Yetail sprach eine Beschwörung und strahlend blaue Ringe wanden sich um seinen Oberkörper und fesselten die Arme an seinen Leib. Nun konnte er sich überhaupt nicht mehr bewegen und lediglich noch den Kopf bewegen. Slonish fühlte sich schlimmer, als er sich jemals zuvor gefühlt hatte. Er war besiegt worden und wartete nun eigentlich nur noch auf das kommende Ende seines Lebens.
Bluthand bückte sich und hob Slonishs Zauberstab auf. Er wandte den Blick ab, um nicht mit ansehen zu müssen, was unweigerlich kommen würde. Doch das Geräusch splitternden Holzes ertönte nicht. Stattdessen hörte er Yetails Stimme dicht an seinem Ohr.
„Ich werde Euch Eure Würde als Magier nicht nehmen. Ich weiß einen guten Gegner zu schätzen und Ihr habt mir einen spannenden Kampf geboten, Slonish. Ich lasse Euch die Wahl Eures Todes. Aber vorher … nehme ich Euch das ab, als Zeichen der Niederlage.“
Bevor Slonish in seinem Schock reagieren konnte, hatte sie sich vorgebeugt und ihm den Drachenstein vom Hals gerissen. Er betrachtete Yetail mit einer neuen Art von Respekt. Sie verzichtete darauf, seinen Stab zu zerbrechen und ihn damit zu verhöhnen. Sie hatte genauso viel Respekt vor ihm wie er inzwischen von ihr. Ihr Kampf war beeindruckend aber fair gewesen. Das wussten sie beide. Dass sie ihm die Wahl des Todes ließ, war das größte Zeichen von Anerkennung, das sie ihm geben konnte.

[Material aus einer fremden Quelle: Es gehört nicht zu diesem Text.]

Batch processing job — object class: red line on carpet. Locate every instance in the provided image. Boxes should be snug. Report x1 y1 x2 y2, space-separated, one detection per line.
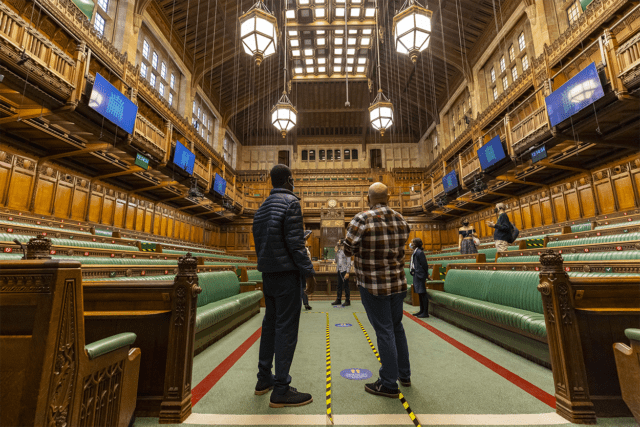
191 327 262 406
404 311 556 409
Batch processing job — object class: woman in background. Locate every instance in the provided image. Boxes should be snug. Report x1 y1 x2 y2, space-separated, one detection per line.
458 218 478 255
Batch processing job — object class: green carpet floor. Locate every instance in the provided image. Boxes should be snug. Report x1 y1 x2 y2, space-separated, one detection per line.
134 301 636 427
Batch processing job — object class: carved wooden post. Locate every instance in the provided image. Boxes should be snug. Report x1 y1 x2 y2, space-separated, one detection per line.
538 250 596 424
160 253 202 424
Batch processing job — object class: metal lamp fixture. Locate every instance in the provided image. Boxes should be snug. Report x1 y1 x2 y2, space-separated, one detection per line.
369 2 393 136
369 89 393 136
271 91 298 138
393 0 432 63
239 0 278 65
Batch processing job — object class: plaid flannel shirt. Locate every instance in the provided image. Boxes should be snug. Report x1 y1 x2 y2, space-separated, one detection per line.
344 204 409 295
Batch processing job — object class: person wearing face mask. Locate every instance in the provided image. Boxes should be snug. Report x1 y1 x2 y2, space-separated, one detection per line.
253 164 316 408
409 237 429 318
487 203 512 252
458 218 478 255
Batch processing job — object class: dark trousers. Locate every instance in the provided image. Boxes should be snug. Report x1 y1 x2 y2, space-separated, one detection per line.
358 286 411 389
258 271 302 394
300 275 309 307
336 271 351 301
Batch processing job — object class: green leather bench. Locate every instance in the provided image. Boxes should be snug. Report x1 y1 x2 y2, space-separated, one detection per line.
547 231 640 248
498 250 640 262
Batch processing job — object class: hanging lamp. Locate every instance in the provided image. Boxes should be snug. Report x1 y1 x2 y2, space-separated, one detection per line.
369 2 393 136
393 0 432 63
271 5 298 138
238 0 278 65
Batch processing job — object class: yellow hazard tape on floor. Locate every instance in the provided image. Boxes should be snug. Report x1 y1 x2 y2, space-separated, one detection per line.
352 313 422 427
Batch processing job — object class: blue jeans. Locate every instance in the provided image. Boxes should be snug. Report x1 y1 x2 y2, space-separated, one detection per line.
358 286 411 389
258 271 302 394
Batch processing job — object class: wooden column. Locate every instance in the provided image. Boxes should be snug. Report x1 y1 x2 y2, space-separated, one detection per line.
538 250 596 424
160 253 202 424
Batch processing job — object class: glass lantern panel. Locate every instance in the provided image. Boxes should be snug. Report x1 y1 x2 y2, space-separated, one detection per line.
240 16 256 37
396 14 415 36
256 34 270 52
256 17 273 35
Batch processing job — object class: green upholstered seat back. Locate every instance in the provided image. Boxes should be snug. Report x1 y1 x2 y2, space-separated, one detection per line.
198 271 240 307
478 270 544 314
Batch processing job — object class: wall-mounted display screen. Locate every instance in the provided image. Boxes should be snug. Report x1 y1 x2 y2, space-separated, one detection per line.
544 62 604 126
478 135 506 170
134 153 149 170
173 141 196 175
531 145 547 163
442 171 458 193
89 73 138 133
213 174 227 196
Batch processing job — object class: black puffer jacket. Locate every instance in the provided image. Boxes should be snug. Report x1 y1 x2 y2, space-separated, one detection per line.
253 188 315 277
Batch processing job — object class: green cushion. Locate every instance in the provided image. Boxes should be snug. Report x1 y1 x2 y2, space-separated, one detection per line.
624 328 640 341
84 332 137 359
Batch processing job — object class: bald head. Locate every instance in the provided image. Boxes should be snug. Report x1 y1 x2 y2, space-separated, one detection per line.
369 182 389 206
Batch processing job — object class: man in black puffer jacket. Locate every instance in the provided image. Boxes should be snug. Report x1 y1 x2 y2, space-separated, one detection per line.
253 165 316 408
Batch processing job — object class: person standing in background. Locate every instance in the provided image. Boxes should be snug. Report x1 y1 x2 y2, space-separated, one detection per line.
344 182 411 399
458 218 478 255
331 239 351 307
487 203 512 252
409 237 429 318
253 164 316 408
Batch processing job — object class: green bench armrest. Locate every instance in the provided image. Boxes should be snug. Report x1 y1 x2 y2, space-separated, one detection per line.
84 332 137 359
624 328 640 341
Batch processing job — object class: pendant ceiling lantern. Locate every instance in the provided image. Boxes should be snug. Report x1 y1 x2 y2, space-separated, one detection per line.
239 0 278 65
393 0 432 63
369 89 393 136
271 92 298 138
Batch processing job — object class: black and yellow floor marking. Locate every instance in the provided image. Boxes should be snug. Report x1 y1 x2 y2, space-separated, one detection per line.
325 313 333 424
352 313 422 427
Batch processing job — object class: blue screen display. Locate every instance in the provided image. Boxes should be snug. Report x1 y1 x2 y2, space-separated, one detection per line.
478 135 506 170
442 171 458 193
213 174 227 196
531 145 547 163
544 62 604 126
173 141 196 175
89 73 138 133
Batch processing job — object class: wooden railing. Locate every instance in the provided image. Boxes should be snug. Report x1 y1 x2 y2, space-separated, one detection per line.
135 114 167 155
511 105 548 152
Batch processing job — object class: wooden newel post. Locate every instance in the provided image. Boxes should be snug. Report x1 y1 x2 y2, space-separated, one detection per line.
160 253 202 424
538 250 596 424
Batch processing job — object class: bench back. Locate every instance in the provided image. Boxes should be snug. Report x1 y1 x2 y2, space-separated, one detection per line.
198 271 240 307
444 269 543 314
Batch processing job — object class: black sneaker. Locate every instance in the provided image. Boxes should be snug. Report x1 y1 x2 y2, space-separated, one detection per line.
364 380 400 399
269 387 313 408
255 380 273 396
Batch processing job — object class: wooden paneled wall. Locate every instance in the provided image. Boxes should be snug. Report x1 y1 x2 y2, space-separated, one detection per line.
447 156 640 239
0 146 220 246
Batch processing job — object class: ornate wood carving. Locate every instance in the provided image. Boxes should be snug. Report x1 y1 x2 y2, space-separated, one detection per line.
538 251 596 424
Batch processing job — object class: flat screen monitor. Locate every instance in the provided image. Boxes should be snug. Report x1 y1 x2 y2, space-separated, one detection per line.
134 153 149 170
531 145 547 163
173 141 196 175
213 174 227 196
442 171 458 193
89 73 138 133
544 62 604 126
478 135 506 170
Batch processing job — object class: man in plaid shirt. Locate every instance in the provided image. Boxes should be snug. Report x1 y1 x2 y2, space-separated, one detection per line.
344 182 411 398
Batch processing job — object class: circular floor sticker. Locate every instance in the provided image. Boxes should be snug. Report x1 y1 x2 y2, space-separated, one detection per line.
340 368 373 380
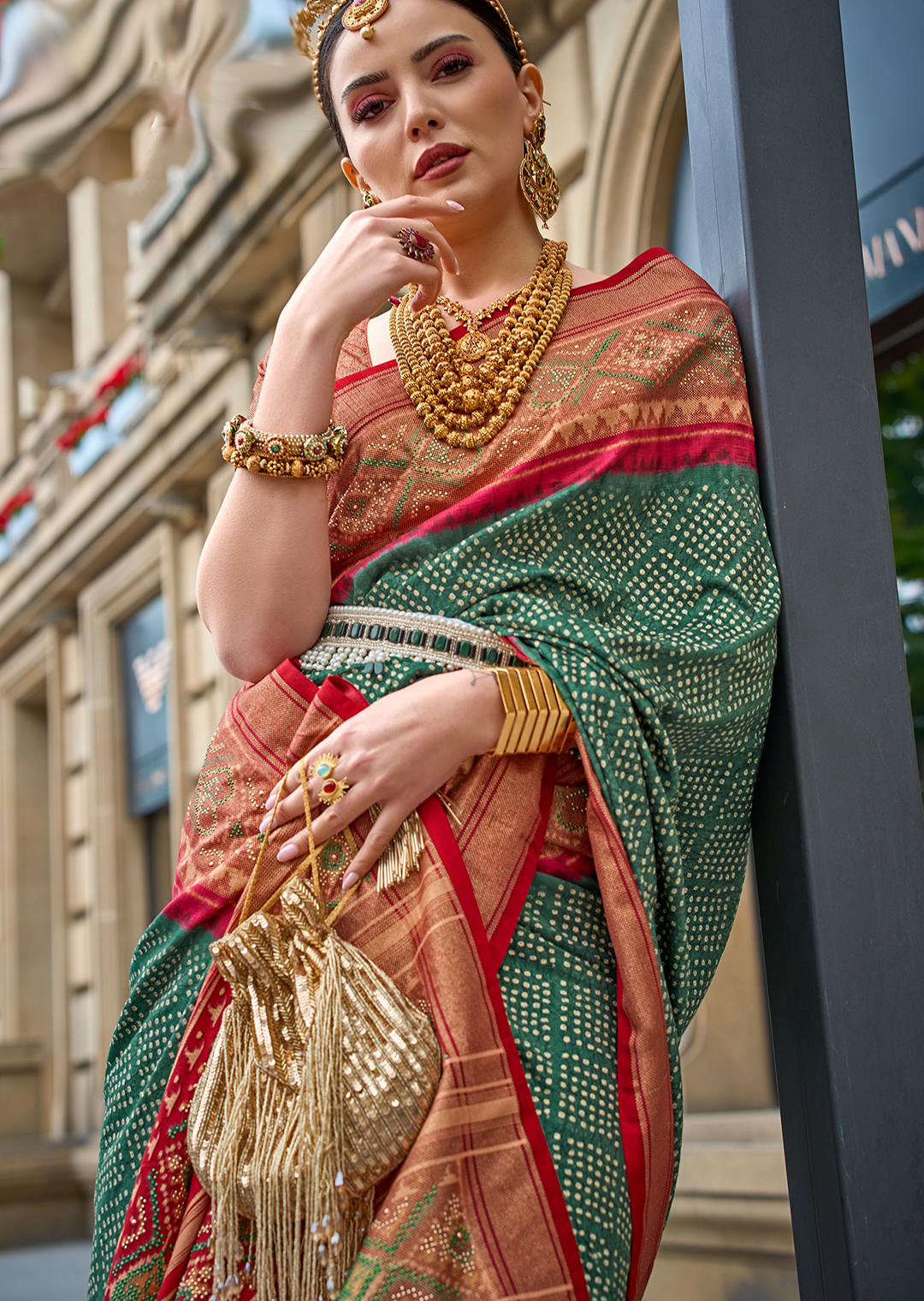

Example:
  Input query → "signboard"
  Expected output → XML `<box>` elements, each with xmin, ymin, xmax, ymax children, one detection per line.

<box><xmin>861</xmin><ymin>157</ymin><xmax>924</xmax><ymax>321</ymax></box>
<box><xmin>120</xmin><ymin>596</ymin><xmax>172</xmax><ymax>817</ymax></box>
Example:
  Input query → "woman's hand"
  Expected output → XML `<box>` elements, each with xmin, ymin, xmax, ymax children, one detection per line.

<box><xmin>260</xmin><ymin>668</ymin><xmax>504</xmax><ymax>890</ymax></box>
<box><xmin>198</xmin><ymin>197</ymin><xmax>459</xmax><ymax>681</ymax></box>
<box><xmin>280</xmin><ymin>193</ymin><xmax>460</xmax><ymax>341</ymax></box>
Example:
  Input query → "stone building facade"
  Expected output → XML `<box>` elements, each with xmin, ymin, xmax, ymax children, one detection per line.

<box><xmin>0</xmin><ymin>0</ymin><xmax>798</xmax><ymax>1301</ymax></box>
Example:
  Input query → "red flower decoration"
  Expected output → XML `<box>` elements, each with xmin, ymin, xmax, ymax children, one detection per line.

<box><xmin>0</xmin><ymin>484</ymin><xmax>35</xmax><ymax>533</ymax></box>
<box><xmin>96</xmin><ymin>353</ymin><xmax>145</xmax><ymax>398</ymax></box>
<box><xmin>55</xmin><ymin>402</ymin><xmax>110</xmax><ymax>451</ymax></box>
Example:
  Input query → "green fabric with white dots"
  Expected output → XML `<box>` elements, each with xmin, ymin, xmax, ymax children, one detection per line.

<box><xmin>498</xmin><ymin>873</ymin><xmax>631</xmax><ymax>1301</ymax></box>
<box><xmin>87</xmin><ymin>913</ymin><xmax>215</xmax><ymax>1301</ymax></box>
<box><xmin>338</xmin><ymin>462</ymin><xmax>779</xmax><ymax>1173</ymax></box>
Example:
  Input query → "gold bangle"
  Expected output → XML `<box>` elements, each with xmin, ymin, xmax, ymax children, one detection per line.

<box><xmin>489</xmin><ymin>666</ymin><xmax>577</xmax><ymax>757</ymax></box>
<box><xmin>221</xmin><ymin>415</ymin><xmax>350</xmax><ymax>478</ymax></box>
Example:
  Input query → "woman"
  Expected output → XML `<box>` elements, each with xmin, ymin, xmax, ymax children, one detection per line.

<box><xmin>91</xmin><ymin>0</ymin><xmax>777</xmax><ymax>1301</ymax></box>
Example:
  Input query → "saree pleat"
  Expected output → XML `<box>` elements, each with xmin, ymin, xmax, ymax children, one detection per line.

Beinahe war er so bewegt, dass er zögerte. Doch dann überwogen der Hass zwischen ihren Völkern und der Zorn über seine Niederlage. Wenn sein Tod schon sicher war, dann wollte er verdammt sein, wenn er mit seiner letzten Tat nicht dafür sorgte, dass seinen Feinden geschadet wurde. Sein Volk sollte diese Schlacht gewinnen, dann hatte sein Tod einen Sinn.
„Ich werde meinem Leben selbst ein Ende setzen. Es war mir eine Ehre, mit Euch zu kämpfen, Yetail Bluthand. Ihr seid eine würdige Gegnerin. Lasst mich nun sterben.“ Damit blickte er sie direkt an. Er sah den Respekt in ihren dunklen Augen und die Macht, die in ihrem Blick funkelte. Er verstand, dass sein Leben hier seinen Abschluss gefunden hatte. Die Götter hatten ihn fallen lassen.
Yetail löste die magischen Fesseln um seinen Oberkörper, damit seine Arme freikamen. Sie gewährte ihm die Gnade, sich selbst das Leben zu nehmen, wie es sein Wunsch gewesen war. Slonish schloss die Augen, spürte die raue Oberfläche der alten Reliquie in seiner Hand und rammte sich dann ohne Zögern das spitze Horn durch die Kehle.